HeatGSNs: Integrating Eigenfilters and Low-Pass Graph Heat Kernels into Graph Spectral Convolutional Networks for Brain Tumor Segmentation and Classification

Recent studies on graph representation learning in brain tumor learning tasks have garnered significant interest by encoding and learning inherent relationships among the geometric features of tumors. There are serious class imbalance problems that occur on brain tumor MRI datasets. Impressive deep learning models like CNN- and Transformer-based can easily address this problem through their complex model architectures with large parameters.
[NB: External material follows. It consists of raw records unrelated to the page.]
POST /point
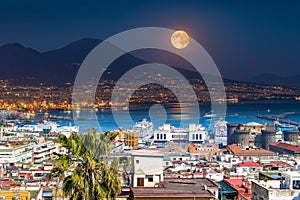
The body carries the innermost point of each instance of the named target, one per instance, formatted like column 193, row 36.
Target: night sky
column 244, row 38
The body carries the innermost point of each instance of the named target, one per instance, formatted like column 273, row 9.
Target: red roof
column 236, row 150
column 248, row 164
column 280, row 164
column 287, row 146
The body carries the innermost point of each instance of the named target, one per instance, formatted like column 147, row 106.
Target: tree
column 93, row 175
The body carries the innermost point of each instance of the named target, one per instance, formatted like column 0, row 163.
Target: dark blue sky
column 244, row 38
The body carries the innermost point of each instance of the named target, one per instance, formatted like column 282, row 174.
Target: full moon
column 180, row 39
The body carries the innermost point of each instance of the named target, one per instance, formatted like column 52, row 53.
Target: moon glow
column 180, row 39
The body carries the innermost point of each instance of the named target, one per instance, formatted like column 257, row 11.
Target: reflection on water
column 178, row 115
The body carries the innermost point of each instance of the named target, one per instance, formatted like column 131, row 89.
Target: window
column 150, row 178
column 140, row 181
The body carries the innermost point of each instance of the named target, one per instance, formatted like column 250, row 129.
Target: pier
column 279, row 118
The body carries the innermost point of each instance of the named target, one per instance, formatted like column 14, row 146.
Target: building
column 14, row 194
column 292, row 136
column 128, row 138
column 242, row 186
column 44, row 151
column 220, row 131
column 248, row 169
column 147, row 168
column 185, row 189
column 285, row 148
column 203, row 150
column 11, row 153
column 196, row 133
column 248, row 154
column 272, row 190
column 251, row 134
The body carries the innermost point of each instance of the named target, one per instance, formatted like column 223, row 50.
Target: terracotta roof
column 291, row 147
column 184, row 188
column 193, row 149
column 236, row 150
column 280, row 164
column 248, row 164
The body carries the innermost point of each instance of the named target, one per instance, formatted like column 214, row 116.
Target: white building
column 144, row 128
column 167, row 133
column 13, row 154
column 220, row 131
column 44, row 151
column 197, row 133
column 270, row 190
column 147, row 168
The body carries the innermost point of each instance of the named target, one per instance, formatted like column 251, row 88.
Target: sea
column 242, row 112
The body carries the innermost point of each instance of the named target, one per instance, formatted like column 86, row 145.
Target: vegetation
column 92, row 174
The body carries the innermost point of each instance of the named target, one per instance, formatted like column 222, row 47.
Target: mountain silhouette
column 272, row 79
column 28, row 66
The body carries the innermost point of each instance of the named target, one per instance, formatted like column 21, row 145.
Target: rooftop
column 237, row 150
column 291, row 147
column 179, row 188
column 248, row 164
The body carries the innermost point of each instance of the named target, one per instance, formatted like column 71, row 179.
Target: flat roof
column 179, row 188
However, graph-based networks are not suitable for this approach because of chronic over-smoothing and oscillation convergence problems. To address these challenges at once, we propose novel graph spectral convolutional networks called HeatGSNs, which incorporate eigenfilters and learnable low-pass graph heat kernels to capture geometric similarities within tumor classes. They operate to a continuous feature propagation mechanism derived by the forward finite difference of graph heat kernels, which is approximated by the cosine form for the shift-scaled Chebyshev polynomial and modified Bessel functions, leading to fast and accurate performance achievement. Our experimental results show a best average Dice score of 90%, an average Hausdorff Distance (95%) of 5.45mm, and an average accuracy of 80.11% in the BRATS2021 dataset. Moreover, HeatGSNs require significantly fewer parameters, averaging 1.79M, compared to other existing methods, demonstrating efficiency and effectiveness.